Rehovot's Bargain Basements Beat US prices
Rehovot has nothing on Filene's: the bargain basement exists here in hidden, delightfully-tacky splendor. And it's all 20% off!
I don't know how, but friends who have been here for only a few weeks discovered not one, but two underground stores with wall-to-wall home accoutrements ranging from potholders to stacking capuccino mugs. One store has an entire section devoted to Tupperware knockoffs; the other, a wall of the world's most garish coaster sets.
Combined, these two places form Rehovot's "Mita, Ambat, ve Hala'a" -- Bed, Bath, and Beyond.

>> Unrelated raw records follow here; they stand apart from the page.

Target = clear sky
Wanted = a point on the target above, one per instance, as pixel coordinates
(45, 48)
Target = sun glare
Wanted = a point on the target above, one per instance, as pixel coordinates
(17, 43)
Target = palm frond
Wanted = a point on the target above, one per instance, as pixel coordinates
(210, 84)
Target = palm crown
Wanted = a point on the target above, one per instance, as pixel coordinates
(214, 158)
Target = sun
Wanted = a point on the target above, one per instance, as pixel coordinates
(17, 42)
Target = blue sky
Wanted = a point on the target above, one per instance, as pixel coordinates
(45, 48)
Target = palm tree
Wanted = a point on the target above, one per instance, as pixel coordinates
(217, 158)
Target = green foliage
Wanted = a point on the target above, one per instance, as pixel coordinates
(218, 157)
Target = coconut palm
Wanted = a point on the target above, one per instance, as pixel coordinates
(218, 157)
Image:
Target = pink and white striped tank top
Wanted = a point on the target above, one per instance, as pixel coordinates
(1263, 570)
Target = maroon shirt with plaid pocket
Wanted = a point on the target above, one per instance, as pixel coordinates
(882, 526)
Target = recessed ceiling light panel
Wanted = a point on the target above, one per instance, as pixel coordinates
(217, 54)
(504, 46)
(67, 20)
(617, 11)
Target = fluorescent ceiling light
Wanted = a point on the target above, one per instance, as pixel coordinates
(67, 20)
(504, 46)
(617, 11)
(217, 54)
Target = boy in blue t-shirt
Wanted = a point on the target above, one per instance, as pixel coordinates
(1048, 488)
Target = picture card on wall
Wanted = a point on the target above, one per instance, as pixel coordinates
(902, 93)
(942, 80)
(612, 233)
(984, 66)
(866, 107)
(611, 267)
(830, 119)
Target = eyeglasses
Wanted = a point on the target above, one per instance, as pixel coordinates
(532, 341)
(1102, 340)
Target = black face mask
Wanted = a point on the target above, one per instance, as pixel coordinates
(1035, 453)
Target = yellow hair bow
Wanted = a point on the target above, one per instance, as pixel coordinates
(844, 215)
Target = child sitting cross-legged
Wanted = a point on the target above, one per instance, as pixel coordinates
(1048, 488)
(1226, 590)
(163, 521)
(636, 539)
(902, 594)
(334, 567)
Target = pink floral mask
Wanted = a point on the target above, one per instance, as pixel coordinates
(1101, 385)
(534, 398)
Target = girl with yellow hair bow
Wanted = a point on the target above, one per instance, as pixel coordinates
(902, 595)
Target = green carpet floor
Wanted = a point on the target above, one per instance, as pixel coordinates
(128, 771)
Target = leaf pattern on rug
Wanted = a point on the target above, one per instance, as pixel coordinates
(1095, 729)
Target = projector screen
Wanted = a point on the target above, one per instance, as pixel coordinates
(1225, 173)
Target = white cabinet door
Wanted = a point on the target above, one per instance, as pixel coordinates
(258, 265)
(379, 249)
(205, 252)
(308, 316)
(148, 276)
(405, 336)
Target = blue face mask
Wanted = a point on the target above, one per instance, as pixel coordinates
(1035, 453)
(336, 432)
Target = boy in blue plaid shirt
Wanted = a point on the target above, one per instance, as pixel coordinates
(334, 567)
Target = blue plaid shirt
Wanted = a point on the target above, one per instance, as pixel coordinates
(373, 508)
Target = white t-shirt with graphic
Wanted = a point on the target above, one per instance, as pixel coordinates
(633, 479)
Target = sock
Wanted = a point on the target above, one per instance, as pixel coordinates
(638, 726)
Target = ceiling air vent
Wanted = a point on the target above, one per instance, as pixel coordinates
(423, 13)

Or, as I like to think of it, WAY Beyond. No Bed, Bath, and Beyond I can think of has four different kinds of falafel-cutters.
I was shocked. How did I miss these places? Was I really that unobservant? Why didn't I pay more attention to what people were carting out of the shops near the sherut-departure stand? Alas, the only time I went into the homage-to- reinforced-concrete indoor mall where one store is located, I headed the wrong way: upstairs, where a mostly-abandoned shoe store and its unhappy salespeople tried to sell me sandals that would have been only fashionable in, and practical for, the era known as B.C.
Our first foray into Bargain Martef (aka basement) #1, located in the concrete behemoth on Herzl, produced a seven-shekel glass teapot and a seven-minute reverie in the coffee-mug aisle.
This is virtually the only place in the country, as far as I can tell, where things are cheaper here than in the U.S.
Today's find, Bargain Martef #2, next door to the great deli on south Ya'acov Street, revealed cheap pillows, glasses, more falafel cutters, and pasta makers.
When you walk in through the narrow glass doors--with hours posted in Hebrew and Russian--an old man whisks away any shopping bags and stashes them in tiny lockers. Then he waves you down a one-person-wide hallway lined with cheap paper goods, toward the staircase leading to the basement. The vista from the top of the stairs is of the Grand Canyon of Stuff, aisles and aisles of it.
My friend headed for the sofa pillows section, while I headed for the stacking capuccino mugs.
For a socialist country, they do the capitalist thing quite well.